Professor Nirvia Ravena, a specialist in environmental justice at UFPA’s Center for High Amazonian Studies (NAEA), also believes that AgroPalma’s land grabbing tactics further evince their questionable ethics. According to Ravena, small landowners in the Amazon are encouraged to rent their traditional subsistence farms to AgroPalma for 25 years at a time. Included in this land rental contract is a 25-year work contract—in other words, farmers essentially promise both to rent their land and to work for AgroPalma for a quarter-century. UFPA researchers have documented that companies like AgroPalma draw in farmers by promising them up to R$4,000 (US$1,000) per month in earnings from palm oil plantation work. Once the farmers sign the contracts, the companies trap the farmers in debt by providing them with large loans for mandatory palm oil farming supplies (seeds, fertilizer, etc.) that they cannot afford to pay back. According to Ravena, farmers are also “suffer[ing] from increased food insecurity since they can no longer eat the food that they produce.” She believes that the long term nature of these contracts—in addition to workers’ pitiful wages, land vulnerability, and food insecurity—may place the company in violation of United Nations statutes on modern slavery. Apparently, the RSPO did not take any of this information into account when they renewed AgroPalma’s certification this year.

Despite the companies’ questionable ethical practices, the path to expansion looks extremely promising for AgroPalma and BioPalma in Brazil. In 2017, 236,000 hectares of land was used for palm oil cultivation in Brazil. Abrapalma, the body that represents palm oil producers in Brazil, predicts that this area will double by 2025. Global demand for palm oil has skyrocketed, and the market is expected to grow from US$65.73 billion in 2015 to US$92.84 billion by 2021. Large companies like Unilever, Mars, Nestle, FrieslandCampina, Colgate-Palmolive, ConAgra, Walmart, General Mills, Kellogg’s, and Danone all purchase from palm oil companies like AgroPalma and BioPalma that are certified by the RSPO. These companies directly cite sustainability certifications like RSPO as justification for the use of palm oil in a plethora of household products such as lipstick, pizza dough, ice cream, margarine, chocolate, packaged bread, and detergent.

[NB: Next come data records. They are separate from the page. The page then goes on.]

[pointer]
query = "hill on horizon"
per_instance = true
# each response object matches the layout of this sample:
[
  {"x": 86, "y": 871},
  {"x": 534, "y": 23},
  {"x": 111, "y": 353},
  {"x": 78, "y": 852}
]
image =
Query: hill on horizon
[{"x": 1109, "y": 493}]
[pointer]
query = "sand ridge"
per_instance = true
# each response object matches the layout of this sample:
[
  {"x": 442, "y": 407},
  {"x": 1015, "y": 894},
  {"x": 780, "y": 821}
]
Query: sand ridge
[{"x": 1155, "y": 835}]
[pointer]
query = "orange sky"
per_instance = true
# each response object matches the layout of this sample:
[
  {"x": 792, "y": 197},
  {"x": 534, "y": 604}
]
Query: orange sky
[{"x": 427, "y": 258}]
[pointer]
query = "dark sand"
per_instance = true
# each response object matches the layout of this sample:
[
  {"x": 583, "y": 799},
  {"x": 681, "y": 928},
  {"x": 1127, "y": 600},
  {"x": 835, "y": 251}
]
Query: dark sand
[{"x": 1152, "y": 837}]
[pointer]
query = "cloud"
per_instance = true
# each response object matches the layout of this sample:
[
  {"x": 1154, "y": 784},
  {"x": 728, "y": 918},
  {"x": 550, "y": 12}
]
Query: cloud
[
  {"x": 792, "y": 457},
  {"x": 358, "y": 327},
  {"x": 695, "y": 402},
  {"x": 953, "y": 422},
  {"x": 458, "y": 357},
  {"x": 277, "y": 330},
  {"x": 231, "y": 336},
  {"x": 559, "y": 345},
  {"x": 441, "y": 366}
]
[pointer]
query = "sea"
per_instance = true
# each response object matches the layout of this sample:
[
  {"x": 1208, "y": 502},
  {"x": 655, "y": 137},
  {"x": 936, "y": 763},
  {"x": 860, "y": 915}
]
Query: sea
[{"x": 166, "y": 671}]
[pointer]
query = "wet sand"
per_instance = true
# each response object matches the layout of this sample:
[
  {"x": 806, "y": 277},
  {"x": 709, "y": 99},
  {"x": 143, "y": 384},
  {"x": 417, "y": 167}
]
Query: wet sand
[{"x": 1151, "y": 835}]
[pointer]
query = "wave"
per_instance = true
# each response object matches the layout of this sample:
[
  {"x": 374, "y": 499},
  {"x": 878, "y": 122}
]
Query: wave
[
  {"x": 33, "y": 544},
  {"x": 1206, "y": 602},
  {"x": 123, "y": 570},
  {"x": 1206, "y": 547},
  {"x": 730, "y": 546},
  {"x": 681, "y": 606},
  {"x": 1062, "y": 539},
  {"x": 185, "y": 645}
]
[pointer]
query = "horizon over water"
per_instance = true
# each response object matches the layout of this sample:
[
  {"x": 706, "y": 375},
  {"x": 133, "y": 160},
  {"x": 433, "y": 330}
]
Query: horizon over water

Disasters like the Alça Viária bridge collapse indicate that international human rights certifications like UNGC, CHRB, and RSPO may provide a moral license for BioPalma, AgroPalma, and their peers to exploit traditional communities and natural resources in the Amazon while maintaining an ethical and sustainable facade for consumers. The companies can receive the backing of environmental NGOs like the WWF, which directly advise people to look for RSPO labels for “confidence that the palm oil was produced in a socially and environmentally responsible way” without being subject to rigorous—or even perfunctory—reviews of their sustainability practices. Consumers of palm oil and palm oil products, both on an industrial and a household level, deserve to know that these international organizations are failing to hold companies accountable. Companies like BioPalma and AgroPalma—and the rest of the palm oil industry in Brazil—must be pressured by the international community to improve social and environmental behaviors so the growing palm oil trade in the Amazon does not catalyze a human rights catastrophe.  

Rachel Mucha is a Fulbright Scholar researching the intersections between natural resource management and gender parity in Brazil’s Atlantic Forest and the Amazon.